Books I’ve Read – November and December 2008

A Grave Talent (Kate Martinelli Mysteries)
by Laurie R. King
To Play The Fool (Kate Martinelli Mysteries)
by Laurie R. King
With Child (Kate Martinelli Mysteries)
by Laurie R. King
Earlier this year, I read the fourth and fifth books in the Kate Martinelli Series. This time I circled back around and read the first three to get caught up. These aren’t terrible, but I don’t enjoy them as much as I liked King’s other series – The Mary Russell mysteries, set in Sherlock Holmes’ era. The Martinelli mysteries seem much darker and grimmer. But still interesting reading; I obviously read them all the way through and picked up others. 🙂
I actually also started but couldn’t finish another Laurie R. King novel — A Darker Place.

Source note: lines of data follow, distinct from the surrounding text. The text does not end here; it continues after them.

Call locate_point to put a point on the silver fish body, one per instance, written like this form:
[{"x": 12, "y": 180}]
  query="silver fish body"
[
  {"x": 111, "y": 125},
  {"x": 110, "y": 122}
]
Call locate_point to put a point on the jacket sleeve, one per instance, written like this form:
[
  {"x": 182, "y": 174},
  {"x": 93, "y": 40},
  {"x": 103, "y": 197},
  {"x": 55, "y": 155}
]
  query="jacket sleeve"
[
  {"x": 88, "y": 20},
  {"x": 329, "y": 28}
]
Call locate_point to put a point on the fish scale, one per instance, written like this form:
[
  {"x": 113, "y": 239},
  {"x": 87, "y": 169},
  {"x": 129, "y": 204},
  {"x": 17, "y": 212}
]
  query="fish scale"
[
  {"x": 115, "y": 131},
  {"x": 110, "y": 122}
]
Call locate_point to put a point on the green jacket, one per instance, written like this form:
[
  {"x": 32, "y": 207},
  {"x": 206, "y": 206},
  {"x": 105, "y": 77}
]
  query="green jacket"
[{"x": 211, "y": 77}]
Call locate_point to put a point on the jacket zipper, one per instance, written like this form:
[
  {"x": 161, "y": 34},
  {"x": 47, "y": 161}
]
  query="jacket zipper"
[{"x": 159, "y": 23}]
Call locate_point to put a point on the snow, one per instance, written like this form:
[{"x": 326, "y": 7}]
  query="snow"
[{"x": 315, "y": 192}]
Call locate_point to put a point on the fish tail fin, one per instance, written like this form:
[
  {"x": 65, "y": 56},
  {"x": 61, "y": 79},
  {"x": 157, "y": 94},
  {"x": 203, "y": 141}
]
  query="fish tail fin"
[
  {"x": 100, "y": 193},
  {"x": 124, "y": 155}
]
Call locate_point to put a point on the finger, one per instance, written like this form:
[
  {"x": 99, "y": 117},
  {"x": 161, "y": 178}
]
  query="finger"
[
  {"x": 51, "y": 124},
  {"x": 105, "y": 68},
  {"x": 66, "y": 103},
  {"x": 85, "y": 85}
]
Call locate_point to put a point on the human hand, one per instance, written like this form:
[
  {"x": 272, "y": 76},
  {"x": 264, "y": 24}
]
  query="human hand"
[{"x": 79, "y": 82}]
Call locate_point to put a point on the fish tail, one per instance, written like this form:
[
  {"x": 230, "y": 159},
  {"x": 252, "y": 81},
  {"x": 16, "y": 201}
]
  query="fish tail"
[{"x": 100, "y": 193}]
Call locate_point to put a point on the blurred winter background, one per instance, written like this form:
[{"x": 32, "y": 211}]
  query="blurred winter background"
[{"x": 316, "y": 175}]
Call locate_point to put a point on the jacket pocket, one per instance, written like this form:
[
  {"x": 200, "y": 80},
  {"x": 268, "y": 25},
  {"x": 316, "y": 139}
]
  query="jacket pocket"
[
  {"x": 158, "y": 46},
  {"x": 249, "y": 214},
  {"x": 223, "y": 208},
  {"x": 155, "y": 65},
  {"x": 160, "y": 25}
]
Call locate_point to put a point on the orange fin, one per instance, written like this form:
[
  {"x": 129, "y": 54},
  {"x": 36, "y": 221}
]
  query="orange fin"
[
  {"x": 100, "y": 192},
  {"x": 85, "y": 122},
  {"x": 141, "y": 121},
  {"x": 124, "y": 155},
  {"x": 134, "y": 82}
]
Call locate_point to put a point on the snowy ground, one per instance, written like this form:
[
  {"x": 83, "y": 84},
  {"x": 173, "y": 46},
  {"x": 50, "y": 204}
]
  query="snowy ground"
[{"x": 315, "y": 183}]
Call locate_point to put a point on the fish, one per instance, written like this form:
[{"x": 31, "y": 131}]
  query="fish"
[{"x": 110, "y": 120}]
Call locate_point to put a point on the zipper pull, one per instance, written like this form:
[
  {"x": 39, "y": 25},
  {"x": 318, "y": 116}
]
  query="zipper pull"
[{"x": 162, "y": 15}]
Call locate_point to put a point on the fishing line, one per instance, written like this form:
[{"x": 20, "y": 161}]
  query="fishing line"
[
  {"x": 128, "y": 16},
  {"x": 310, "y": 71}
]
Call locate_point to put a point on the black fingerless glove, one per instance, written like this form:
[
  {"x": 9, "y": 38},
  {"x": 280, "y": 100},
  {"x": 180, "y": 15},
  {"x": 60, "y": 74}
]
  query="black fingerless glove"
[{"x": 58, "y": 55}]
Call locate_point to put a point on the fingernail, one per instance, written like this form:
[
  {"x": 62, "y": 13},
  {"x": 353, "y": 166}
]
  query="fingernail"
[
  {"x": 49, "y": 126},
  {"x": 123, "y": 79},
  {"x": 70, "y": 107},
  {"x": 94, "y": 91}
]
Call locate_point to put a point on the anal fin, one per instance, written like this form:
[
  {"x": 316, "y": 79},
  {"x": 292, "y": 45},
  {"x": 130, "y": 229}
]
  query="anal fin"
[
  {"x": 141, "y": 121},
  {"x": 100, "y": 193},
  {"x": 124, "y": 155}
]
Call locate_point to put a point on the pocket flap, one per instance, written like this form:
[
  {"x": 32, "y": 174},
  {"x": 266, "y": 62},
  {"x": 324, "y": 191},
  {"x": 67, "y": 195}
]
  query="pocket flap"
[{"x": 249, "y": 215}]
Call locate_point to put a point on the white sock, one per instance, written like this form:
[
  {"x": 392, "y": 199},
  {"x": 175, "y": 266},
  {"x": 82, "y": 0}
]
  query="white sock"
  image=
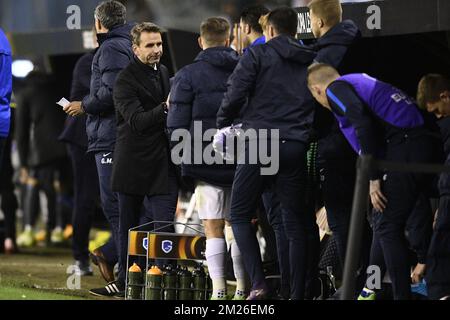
[
  {"x": 216, "y": 249},
  {"x": 238, "y": 263}
]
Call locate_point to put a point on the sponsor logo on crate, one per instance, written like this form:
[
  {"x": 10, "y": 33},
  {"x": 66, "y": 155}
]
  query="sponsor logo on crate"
[{"x": 167, "y": 246}]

Set in a cult – it started out too creepy for me so I couldn’t finish. Maybe I’ll pick it back up in the summertime.
The Spice Box
by Lou Jane Temple
A nicely-written mystery. I’ll look forward to reading more from this series. — “The first of a new food-themed historical series, Temple’s charming tale of New York City in the Civil War era introduces Bridget Heaney, a clever, streetwise Irish immigrant. The day Bridget starts as an assistant cook in the Manhattan household of wealthy merchant Isaac Gold, she makes a terrible discovery: the body of the family’s youngest son, Seth, who’d been missing, crammed inside a dough box.”
Slammerkin
by Emma Donoghue
“Donoghue takes scraps of the intriguing true story of Mary Saunders, a servant girl who murdered her mistress in 1763, and fashions from them an intelligent and mesmerizing historical novel.” — I just thought it was grim and upsetting. I read it on recommendation from several people who loved it. I did not feel the same.
Snobs
by Julian Fellowes
Fellowes also wrote the script for Gosford Park. Snobs is an entertaining comedic look at the snobbery of British upper class, set in the 1990s.
Bel Canto
by Ann Patchett
Invoking the first and second rules of book club.